Quand la musique déborde : l’enjeu écologique et social de la pollution sonore

 

Un temps circonscrite à des questions d’urbanisme ou d’effets sur la santé, la problématique de la pollution sonore fait grésiller les enceintes de l’industrie musicale. Après la mise en application du “décret son”, les festivals sont vent debout contre la réglementation en vigueur.
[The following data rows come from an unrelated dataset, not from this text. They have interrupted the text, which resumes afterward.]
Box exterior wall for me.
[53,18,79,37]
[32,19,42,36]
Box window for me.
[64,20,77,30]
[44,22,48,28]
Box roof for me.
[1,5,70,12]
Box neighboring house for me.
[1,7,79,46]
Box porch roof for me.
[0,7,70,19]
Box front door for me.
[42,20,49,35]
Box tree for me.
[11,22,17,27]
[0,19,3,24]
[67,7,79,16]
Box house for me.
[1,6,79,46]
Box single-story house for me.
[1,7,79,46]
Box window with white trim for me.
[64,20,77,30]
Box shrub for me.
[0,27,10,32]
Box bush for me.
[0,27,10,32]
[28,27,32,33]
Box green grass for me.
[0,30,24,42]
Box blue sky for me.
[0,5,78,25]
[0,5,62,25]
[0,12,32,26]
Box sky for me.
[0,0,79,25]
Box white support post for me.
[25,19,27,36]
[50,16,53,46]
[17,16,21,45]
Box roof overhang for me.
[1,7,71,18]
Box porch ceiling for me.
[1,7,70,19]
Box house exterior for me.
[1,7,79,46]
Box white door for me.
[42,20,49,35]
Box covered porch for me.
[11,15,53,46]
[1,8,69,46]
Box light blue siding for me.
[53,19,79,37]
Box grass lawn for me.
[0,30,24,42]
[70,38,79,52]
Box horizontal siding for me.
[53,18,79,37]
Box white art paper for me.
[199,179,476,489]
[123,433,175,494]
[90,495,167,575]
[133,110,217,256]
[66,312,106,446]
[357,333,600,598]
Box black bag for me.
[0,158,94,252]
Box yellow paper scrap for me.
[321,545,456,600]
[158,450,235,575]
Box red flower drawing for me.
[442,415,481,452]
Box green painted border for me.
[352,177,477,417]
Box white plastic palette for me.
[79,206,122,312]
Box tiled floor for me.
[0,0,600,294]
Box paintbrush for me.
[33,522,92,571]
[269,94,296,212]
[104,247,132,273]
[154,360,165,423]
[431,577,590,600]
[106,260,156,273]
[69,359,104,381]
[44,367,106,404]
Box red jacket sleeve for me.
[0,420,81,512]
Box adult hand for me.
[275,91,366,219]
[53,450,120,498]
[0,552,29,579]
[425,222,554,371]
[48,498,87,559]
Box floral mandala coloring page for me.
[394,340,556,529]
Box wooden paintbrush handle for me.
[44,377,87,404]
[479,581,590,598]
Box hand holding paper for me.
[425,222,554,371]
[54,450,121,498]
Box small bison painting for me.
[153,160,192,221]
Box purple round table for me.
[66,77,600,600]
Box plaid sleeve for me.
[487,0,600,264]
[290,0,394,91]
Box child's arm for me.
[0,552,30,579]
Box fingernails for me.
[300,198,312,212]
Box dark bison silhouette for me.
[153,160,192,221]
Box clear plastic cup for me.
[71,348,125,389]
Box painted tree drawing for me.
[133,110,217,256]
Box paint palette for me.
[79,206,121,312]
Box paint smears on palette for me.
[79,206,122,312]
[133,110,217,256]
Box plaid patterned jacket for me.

Dans une étude publiée, cette année, par l’Agence européenne pour l’environnement, plus de 110 millions de personnes sur le continent souffriraient de problèmes de santé liés à la pollution sonore (majoritairement celle des transports). Un chiffre impressionnant (et sûrement sous-évalué selon l’Organisation mondiale de la santé) qui causerait la mort prématurée d’environ 66 000 personnes chaque année. De son côté, l’OMS estimait que 1,1 milliard d’adolescents et de jeunes adultes, dans le monde, sont exposés à des risques de déficience auditive à cause de l’exposition à des niveaux sonores nocifs dans certains lieux de loisirs comme les boîtes de nuit, les bars ou les festivals.
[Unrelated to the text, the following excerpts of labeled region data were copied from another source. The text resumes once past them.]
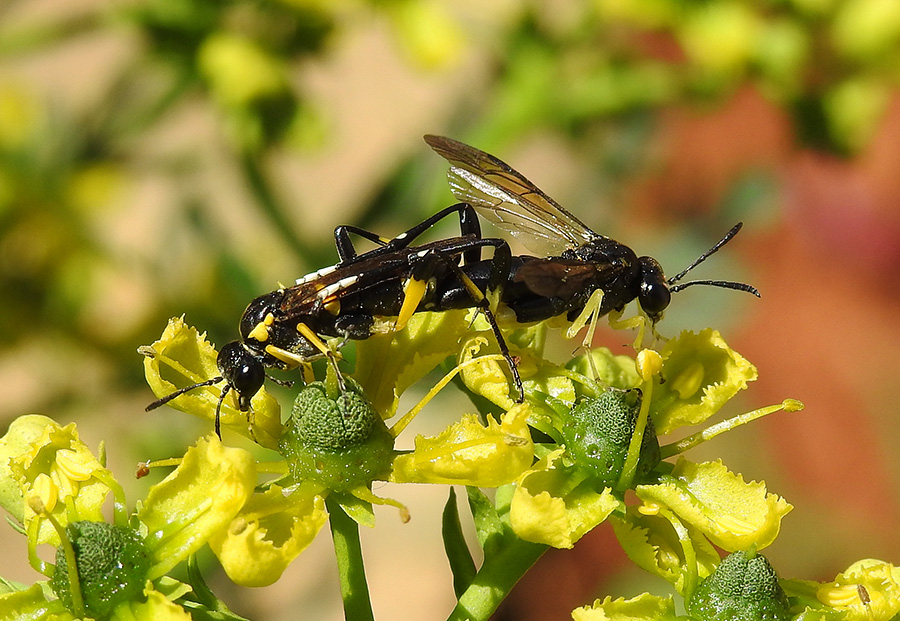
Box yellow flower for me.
[390,404,534,487]
[509,449,620,548]
[209,485,328,586]
[0,414,121,546]
[0,415,256,619]
[650,328,757,435]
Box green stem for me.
[447,539,547,621]
[239,151,310,261]
[325,496,375,621]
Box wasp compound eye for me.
[638,257,672,322]
[216,341,266,411]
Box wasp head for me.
[216,341,266,412]
[638,257,672,323]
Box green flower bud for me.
[561,389,660,486]
[687,552,790,621]
[279,378,394,491]
[50,521,150,619]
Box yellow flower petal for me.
[138,435,256,579]
[635,459,793,552]
[110,588,191,621]
[353,310,469,420]
[610,505,719,593]
[0,415,114,545]
[816,559,900,621]
[391,404,534,487]
[650,328,757,434]
[209,485,328,586]
[509,449,619,548]
[572,593,676,621]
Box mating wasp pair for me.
[147,135,759,433]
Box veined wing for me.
[425,135,600,254]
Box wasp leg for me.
[297,323,346,392]
[566,289,603,379]
[449,238,525,403]
[334,203,481,263]
[609,309,652,351]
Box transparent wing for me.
[425,135,600,254]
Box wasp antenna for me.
[667,222,744,286]
[144,375,225,412]
[669,280,760,297]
Face à cet état des lieux, le secteur de la musique a été largement impacté par l’entrée en vigueur d’un décret sur les sons amplifiés tentant de répondre à cette problématique. Élaboré conjointement par les ministères de la Santé, de la Culture et de l’Environnement “le décret son” oblige les lieux culturels, festivals ou autres manifestations musicales de maintenir le dépassement du seuil d’émergence en dessous de 3 décibels. En somme, pas plus de 3 décibels au-dessus du bruit ambiant est une tannée logistique – surtout en plein air – pour n’importe quels organisateurs d’événements. Dans cette configuration jugée intenable par divers acteurs du secteur, plusieurs mastodontes (Hellfest, We Love Green, Rock en Seine, etc.) ou des festivals de moindre envergure se retrouvent techniquement dans l’illégalité.

Accompagné par l’association Agi-Son, spécialiste de la question de la santé auditive dans le secteur de la musique live, le festival bucco-rhodanien, Marsatac, a servi de test grandeur nature pour vérifier l’applicabilité du texte de loi. Face aux retours d’Agi-Son et au mécontentement des professionnels du secteur, le gouvernement avait annoncé, en juin dernier, la constitution d’un groupe de travail interministériel qui a rendu ses premières réponses le 12 novembre.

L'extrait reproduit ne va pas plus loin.